Ecco le parole dell’autore. “Nel romanzo, il Grande Fratello afferma di non doversi preoccupare dell’85 per cento dei suoi cittadini, essendo questi talmente sopraffatti dalla povertà e dal carico di lavoro da non avere praticamente la possibilità di rappresentare un problema. Ciò di cui occorre preoccuparsi è il restante 15 per cento della popolazione…” Quello che affascina Robbins del libro di Orwell è dunque la sua straordinaria attualità. Ancora oggi, rileggendo gli slogan del Partito che tengono soggiogati i concittadini di Winston Smith (La guerra è pace – La libertà è schiavitù – L’ignoranza è forza), le parole di Orwell suonano tristemente e drammaticamente contingenti. Tanto è vero che numerosi sono stati, nel tempo, i tentativi di portare sullo schermo il romanzo, da Nel 2000 non sorge il sole di Michael Anderson (1956) a Orwell 1984 di Michael Radford (con John Hurt e Richard Burton). Ma se innumerevoli sono le pellicole che questa pietra miliare della letteratura del Novecento ha ispirato meno direttamente, forse è proprio in una di queste, il visionario Brazil di Terry Gilliam, che è possibile riscoprire nella sua interezza tutta la forza dell’originale orwelliano.

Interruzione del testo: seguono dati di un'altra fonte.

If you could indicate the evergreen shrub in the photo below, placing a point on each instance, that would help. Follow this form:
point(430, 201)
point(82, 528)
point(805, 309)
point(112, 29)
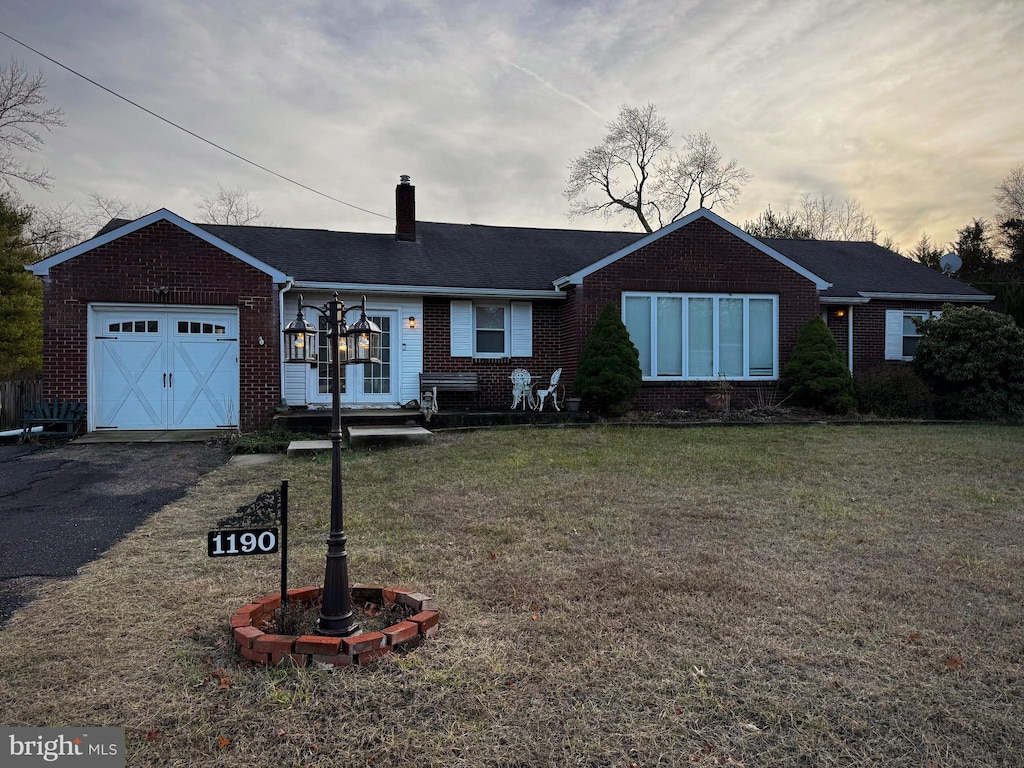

Scritto nel 1948, il libro di Orwell, socialista proprio come Robbins, è insieme al Mondo Nuovo di Huxley e Noi di Zamjatin probabilmente lo sguardo più lucido e spietato gettato dalla fantascienza nel futuro. La sua importanza è testimoniata dalla sua eterna attualità: dopo sessant’anni, il libro non è minimamente invecchiato, come ancora vibrante è il suo monito contro l’oppressione, sotto qualsiasi bandiera o sistema ideologico il potere si celi. Perché rileggendo Orwell oggi, a più di vent’anni dal “day after”, una cosa è provata dal livellamento ideologico delle superpotenze, dalla persecuzione politica che ancora colpisce i dissidenti in ogni angolo del mondo, dall’impiego della tecnologia come dispositivo di controllo sociale, dal filtraggio dell’informazione in cui incorriamo praticamente ogni giorno, persino qui, nella nostra civilissima e progredita Italia: qualcuno potrebbe parlare di doti profetiche, personalmente preferirei rilevare la sua scientificità. Il nostro mondo è fiorito proprio da quei semi gettati a Yalta, sul finire della Seconda guerra mondiale. George Orwell non ha fatto altro che spingere le premesse alle loro estreme conseguenze, regalandoci una fotografia piuttosto fedele di questo nostro mediocre presente.
Robbins non ha ancora chiarito se è sua intenzione limitarsi alla regia oppure vestire anche i panni del protagonista. Ma ha rivelato che se il film vedrà la luce, dipenderà dal suo successo nel recuperare i fondi necessari. “Vedremo se c’è un reale interesse nei confronti del progetto. Orwell potrà essere venti anni in ritardo, ma di certo è ancora incredibilmente al passo coi tempi”.